RBAC for Kafka: How to Implement and Key Considerations

Key takeaways

• Role-Based Access Control (RBAC) replaces unmanageable per-user ACL rules with role abstractions that scale across teams, topics, and clusters.
• Kafka’s native ACLs and RBAC via a management tool protect different layers. ACLs govern data plane access (producers, consumers, admin clients); RBAC controls what operators can do through the management UI. Both are typically needed.
• Management tools like Kpow connect to Kafka using their own service account, not as the logged-in user. This separation is what makes RBAC enforcement possible without granting every operator direct cluster access.
• A working RBAC setup with Kpow can run in under an hour. This guide walks you through every step.

What is Kafka RBAC?

Role-Based Access Control (RBAC) is a permission model that groups access rights into roles, and then assigns users to those roles. In a Kafka context, it determines what authenticated users can do through a management interface, rather than assigning permissions directly to individuals.

I've seen the pattern multiple times. A team starts with five topics and three services. They write a handful of ACL rules. It works. Then the platform grew to ten teams, 100+ topics, producers and consumers multiplying across environments. Suddenly there were thousands of user-to-resource rules, nobody knew who had access to what, and onboarding a new engineer meant writing rules one by one. That's when ACLs stop being a solution and become the problem.

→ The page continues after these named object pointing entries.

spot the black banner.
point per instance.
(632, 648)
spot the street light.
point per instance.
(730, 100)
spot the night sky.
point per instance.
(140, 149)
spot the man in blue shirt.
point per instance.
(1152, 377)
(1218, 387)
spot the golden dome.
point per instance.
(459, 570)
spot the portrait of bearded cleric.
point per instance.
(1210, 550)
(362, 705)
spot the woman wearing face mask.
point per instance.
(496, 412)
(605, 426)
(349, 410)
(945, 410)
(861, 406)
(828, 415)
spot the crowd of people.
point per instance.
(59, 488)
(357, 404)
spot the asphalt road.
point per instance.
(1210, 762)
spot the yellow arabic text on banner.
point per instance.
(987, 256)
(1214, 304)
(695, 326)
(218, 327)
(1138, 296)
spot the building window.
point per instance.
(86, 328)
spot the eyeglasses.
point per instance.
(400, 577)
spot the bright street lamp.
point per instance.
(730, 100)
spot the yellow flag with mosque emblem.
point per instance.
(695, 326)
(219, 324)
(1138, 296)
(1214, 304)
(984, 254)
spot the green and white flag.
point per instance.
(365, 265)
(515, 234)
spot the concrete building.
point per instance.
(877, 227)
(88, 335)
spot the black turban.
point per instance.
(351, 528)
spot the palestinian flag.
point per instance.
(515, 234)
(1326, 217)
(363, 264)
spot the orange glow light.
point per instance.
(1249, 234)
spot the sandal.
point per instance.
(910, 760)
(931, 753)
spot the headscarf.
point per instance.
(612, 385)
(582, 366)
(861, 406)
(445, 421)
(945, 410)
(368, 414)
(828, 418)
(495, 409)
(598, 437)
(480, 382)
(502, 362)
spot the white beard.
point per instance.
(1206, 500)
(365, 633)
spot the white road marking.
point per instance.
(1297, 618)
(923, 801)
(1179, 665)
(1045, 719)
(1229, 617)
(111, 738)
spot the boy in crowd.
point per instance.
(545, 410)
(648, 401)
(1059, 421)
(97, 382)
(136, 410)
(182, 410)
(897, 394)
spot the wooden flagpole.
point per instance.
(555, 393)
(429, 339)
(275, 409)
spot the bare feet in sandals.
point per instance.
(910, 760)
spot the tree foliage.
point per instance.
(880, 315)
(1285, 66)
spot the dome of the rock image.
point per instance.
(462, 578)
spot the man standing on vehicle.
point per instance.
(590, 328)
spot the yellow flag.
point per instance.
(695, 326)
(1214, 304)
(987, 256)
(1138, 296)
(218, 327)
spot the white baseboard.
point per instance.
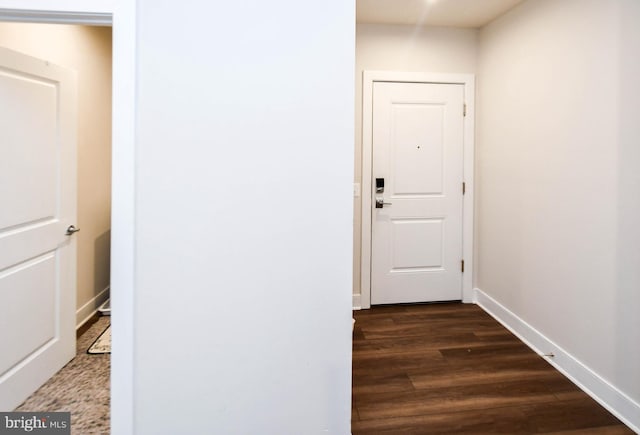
(609, 396)
(356, 304)
(85, 312)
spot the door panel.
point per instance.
(417, 235)
(38, 197)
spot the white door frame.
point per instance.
(468, 81)
(121, 15)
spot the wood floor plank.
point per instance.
(451, 368)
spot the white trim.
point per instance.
(356, 304)
(55, 17)
(122, 16)
(468, 80)
(609, 396)
(87, 311)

Role-Based Access Control uses a different model. Rather than assigning permissions directly between individual users and resources, it groups permissions into roles such as viewer, operator, or kafka-admin, and then assigns users to those roles. A single role change propagates to everyone assigned to it, and a single audit query shows you who can do what.

In the Kafka ecosystem, RBAC doesn't replace the broker's native authorization. It layers on top of it, typically through a management tool like Kpow that sits between your operators and the cluster. The broker still enforces ACLs at the protocol level. RBAC controls what humans can do through the operations interface.

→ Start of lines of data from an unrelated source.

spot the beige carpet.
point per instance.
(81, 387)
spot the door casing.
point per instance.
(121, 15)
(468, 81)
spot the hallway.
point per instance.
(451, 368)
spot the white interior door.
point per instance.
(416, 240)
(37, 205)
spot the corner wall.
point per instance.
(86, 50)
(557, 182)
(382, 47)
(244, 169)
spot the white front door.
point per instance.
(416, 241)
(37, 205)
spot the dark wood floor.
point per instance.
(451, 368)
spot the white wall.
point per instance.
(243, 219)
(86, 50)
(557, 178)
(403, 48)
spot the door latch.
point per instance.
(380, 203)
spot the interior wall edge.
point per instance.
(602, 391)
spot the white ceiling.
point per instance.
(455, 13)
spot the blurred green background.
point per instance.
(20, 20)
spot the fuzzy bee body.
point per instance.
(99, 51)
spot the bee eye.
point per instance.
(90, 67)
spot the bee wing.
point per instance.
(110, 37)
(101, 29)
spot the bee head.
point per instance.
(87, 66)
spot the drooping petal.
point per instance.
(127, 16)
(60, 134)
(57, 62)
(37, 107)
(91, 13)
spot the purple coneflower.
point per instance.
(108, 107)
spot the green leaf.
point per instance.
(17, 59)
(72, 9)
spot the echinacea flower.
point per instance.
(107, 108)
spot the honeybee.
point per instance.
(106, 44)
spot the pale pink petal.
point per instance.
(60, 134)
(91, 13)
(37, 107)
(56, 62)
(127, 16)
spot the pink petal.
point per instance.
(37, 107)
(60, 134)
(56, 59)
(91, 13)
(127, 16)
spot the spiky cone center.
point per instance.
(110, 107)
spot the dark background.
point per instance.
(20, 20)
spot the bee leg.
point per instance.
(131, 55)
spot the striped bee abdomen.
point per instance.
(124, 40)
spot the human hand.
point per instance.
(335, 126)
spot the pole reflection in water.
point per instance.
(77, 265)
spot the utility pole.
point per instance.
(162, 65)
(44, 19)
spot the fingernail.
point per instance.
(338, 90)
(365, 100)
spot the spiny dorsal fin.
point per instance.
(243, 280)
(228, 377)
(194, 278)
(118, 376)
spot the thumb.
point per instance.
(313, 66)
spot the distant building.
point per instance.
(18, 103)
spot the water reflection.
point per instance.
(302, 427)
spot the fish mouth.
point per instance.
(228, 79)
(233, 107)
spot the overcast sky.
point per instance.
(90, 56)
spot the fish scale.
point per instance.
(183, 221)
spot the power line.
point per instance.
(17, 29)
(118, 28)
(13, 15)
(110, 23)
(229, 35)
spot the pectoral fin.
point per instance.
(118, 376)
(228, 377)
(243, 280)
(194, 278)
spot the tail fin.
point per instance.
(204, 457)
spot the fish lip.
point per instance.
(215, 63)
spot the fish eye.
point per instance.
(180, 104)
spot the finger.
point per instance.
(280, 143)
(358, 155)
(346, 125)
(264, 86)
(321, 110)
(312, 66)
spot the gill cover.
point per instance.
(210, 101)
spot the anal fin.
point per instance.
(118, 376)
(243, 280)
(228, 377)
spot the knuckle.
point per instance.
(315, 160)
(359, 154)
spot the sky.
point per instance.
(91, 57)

Here's the core difference, visualized:

In this example, eight rules are reduced to two role assignments for three users. In larger environments, the reduction in individual rules can become even more significant.

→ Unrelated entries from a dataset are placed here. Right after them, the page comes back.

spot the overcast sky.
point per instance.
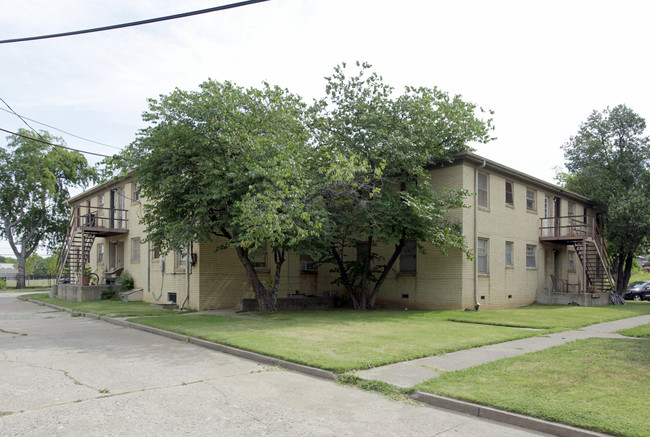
(543, 67)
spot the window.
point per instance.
(100, 253)
(362, 248)
(258, 258)
(307, 264)
(482, 257)
(510, 198)
(408, 261)
(531, 199)
(135, 249)
(135, 192)
(180, 260)
(571, 265)
(483, 190)
(531, 261)
(571, 211)
(509, 246)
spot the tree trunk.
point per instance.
(349, 287)
(387, 268)
(267, 300)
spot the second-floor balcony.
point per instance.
(103, 222)
(568, 228)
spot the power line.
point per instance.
(135, 23)
(55, 145)
(57, 129)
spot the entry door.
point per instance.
(548, 217)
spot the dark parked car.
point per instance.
(639, 290)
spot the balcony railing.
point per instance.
(568, 227)
(100, 218)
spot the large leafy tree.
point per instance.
(609, 161)
(397, 137)
(231, 163)
(34, 181)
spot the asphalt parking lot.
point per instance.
(64, 375)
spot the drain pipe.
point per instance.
(477, 304)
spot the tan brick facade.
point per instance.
(504, 223)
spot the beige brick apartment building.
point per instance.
(528, 236)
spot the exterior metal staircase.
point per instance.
(80, 237)
(583, 233)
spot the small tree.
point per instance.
(231, 163)
(34, 182)
(397, 137)
(609, 161)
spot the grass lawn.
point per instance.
(108, 308)
(344, 340)
(599, 384)
(639, 331)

Kafka authorization: RBAC vs ACLs

ACLs can be effective at certain scales. The key consideration is whether they fit the operational and governance needs of your environment as it grows.

Kafka ships with StandardAuthorizer (KRaft) or AclAuthorizer (ZooKeeper). Both enforce allow/deny rules at the broker level: who can produce, consume, create topics, manage groups. They work directly on the Kafka protocol. Every client connection is evaluated against these rules.

RBAC, as implemented by management tools like Kpow, operates at a different layer. It controls what authenticated users can do through the management UI: inspect topics, query data, create or delete resources, edit ACLs. The tool connects to Kafka using a service account with the necessary privileges. The logged-in user never touches the broker directly.

This means they're complementary, not competing. Most teams need both. ACLs for the data plane. RBAC for the operational control plane.

Three layers of Kafka governance

Governance discussions often focus on two layers, but there is a third worth considering.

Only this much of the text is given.